Pamela S. Nadell is the author of the book America's Jewish Women: A History from Colonial Times to Today. Her other books include Women Who Would Be Rabbis.
She is the Patrick Clendenen Chair in Women's and Gender History and
director of Jewish studies at American University. She lives in North
Bethesda, Maryland.
Q: You write, "At
dinners over the years, acquaintances have bristled when I said I was writing
this history. 'Impossible,' they responded..." What made you decide to
write this history of American Jewish women, and why did they object?
A: I believe that they
objected because they thought it impossible to capture the enormous diversity
of America’s Jewish women now and in the past.
There are Jewish women who center their lives around Judaism, its
holidays, its foods, its traditions. But many assert that being a Jew is
utterly inconsequential to their lives. Yet even they often discovered, to
their chagrin, that others saw them as Jews.
A long time ago, an
historian, who likely fell into the latter category of Jewish women, told me
that there was no such thing as Jewish women’s history. I set out in this book to prove her wrong and
also to show my dinner table companions that I could convey Jewish women’s
remarkable diversity.
Q: You begin the book by
describing five generations of American Jewish women in your own family. What
do you see as the biggest changes for Jewish women in this country over the
centuries?
A: The biggest change for America's Jewish women and for American women has been the women's movement.
In 1851, the Jewish immigrant
Ernestine Potowski Rose told a woman’s rights convention: "It is high time…to
compel man by the might of right to give to woman her political, legal, and
social rights."
She took up the fight for
woman’s rights and for female suffrage but died long before women won the vote
in 1920.
Later well-known Jewish
women, like Justice Ruth Bader Ginsburg and Congresswoman Bella Abzug,
continued her struggle for women’s rights, and hundreds of thousands of Jewish
women, whose names are not among the famous, joined them. As Justice Ginsburg
has often quipped: “What is the difference between a bookkeeper and a Supreme
Court Justice? One generation.” Generations of Jewish women helped make that revolution.
Q: What role do you see this book playing given the
increasing antisemitism in the United States?
A: With antisemitism on the rise, I have begun thinking more
about the places where the women in America’s Jewish Women encountered
historic antisemitic tropes and their responses.

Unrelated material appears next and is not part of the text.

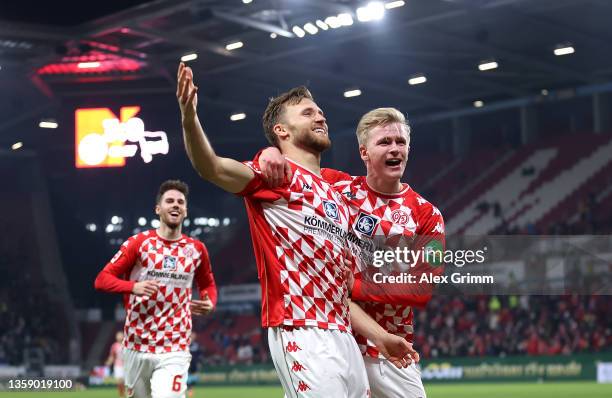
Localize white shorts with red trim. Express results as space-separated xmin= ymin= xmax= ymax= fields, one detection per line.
xmin=123 ymin=349 xmax=191 ymax=398
xmin=268 ymin=327 xmax=370 ymax=398
xmin=363 ymin=356 xmax=427 ymax=398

There is the Civil War nurse who masked her Jewish identity
because she lived among Christians. There is the anonymous Jewish woman who
told the readers of a popular woman’s magazine how antisemitism had hurt her
children.
Although I did not foreground antisemitism in the book, upon
reflection, I see it.
A: Long before I began writing women’s history, I was reading women’s
history. As a child, I ran through all
the biographies of famous women, like Clara Barton and Amelia Earhart, on the
shelves of my local library. There too I discovered another corner of the
historical past in Sydney Taylor’s All-of-a-Kind Family books about a Jewish
family on the Lower East Side in turn-of-the century New York.

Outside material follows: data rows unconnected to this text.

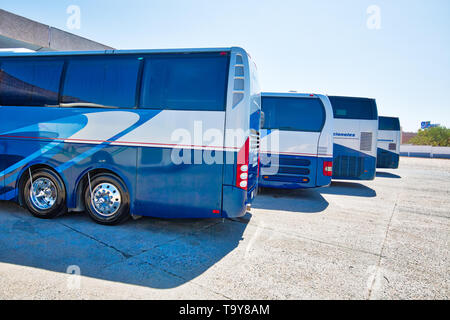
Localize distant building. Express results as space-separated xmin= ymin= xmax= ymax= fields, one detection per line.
xmin=402 ymin=131 xmax=417 ymax=144
xmin=0 ymin=9 xmax=114 ymax=51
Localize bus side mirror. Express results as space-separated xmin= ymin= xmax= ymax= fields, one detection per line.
xmin=261 ymin=111 xmax=265 ymax=129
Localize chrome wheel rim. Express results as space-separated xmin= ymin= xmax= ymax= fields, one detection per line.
xmin=91 ymin=183 xmax=122 ymax=217
xmin=30 ymin=178 xmax=58 ymax=210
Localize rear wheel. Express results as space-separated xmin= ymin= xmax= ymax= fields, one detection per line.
xmin=21 ymin=169 xmax=67 ymax=219
xmin=84 ymin=174 xmax=130 ymax=225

America’s Jewish Women builds
on my reading and research since then. Along the way to writing this book, I stopped
to write others, including Women Who Would Be Rabbis: A History of Women’s
Ordination, 1889-1985 (Beacon, 1998). But I always intended to write the larger
story of this new book.
I had to make difficult choices
about who to include, how to tell this history. But I always planned to write
not only about the well-known who left legacies in American and Jewish history,
but also about those whose names are not known to most readers, but whose
lives, lived out on the smaller canvasses of their families and their
communities, also deserve to be written into history.
Q: What do you see looking ahead
for American Jewish women, and what do you hope readers take away from the
book?
A: Historians are always
asked about the future. Invariably our predictions are wrong. Still I will
venture that in a time when America’s women’s hard-won rights are under attack,
America’s Jewish women will continue to be in the forefront of the struggle to
preserve them.
I hope that readers will learn
from my book the long history of American Jewish women’s activism. In the past
they demanded labor rights and smashed the windows of kosher butcher shops to
attack price gouging. They fought for civil rights and women’s rights, and marched
for Soviet Jewry and Zionism. I don’t know what causes America’s Jewish women
will take up in the future, but I trust that they will improve the world.
Q: How have readers reacted to the book?
A: The reception to America’s Jewish Women has been
extraordinary. It has just won the National Jewish Book Awards top prize,
the Everett Family Foundation Book of the Year!
A: Like so many Americans, I am deeply concerned about rising antisemitism. I
published an op-ed in The Washington Post about the long history of American
antisemitism (“Why we were overdue for a fierce debate about anti-Semitism in
America,” March 7, 2019). I am now
preparing to teach a freshman seminar on the topic next year.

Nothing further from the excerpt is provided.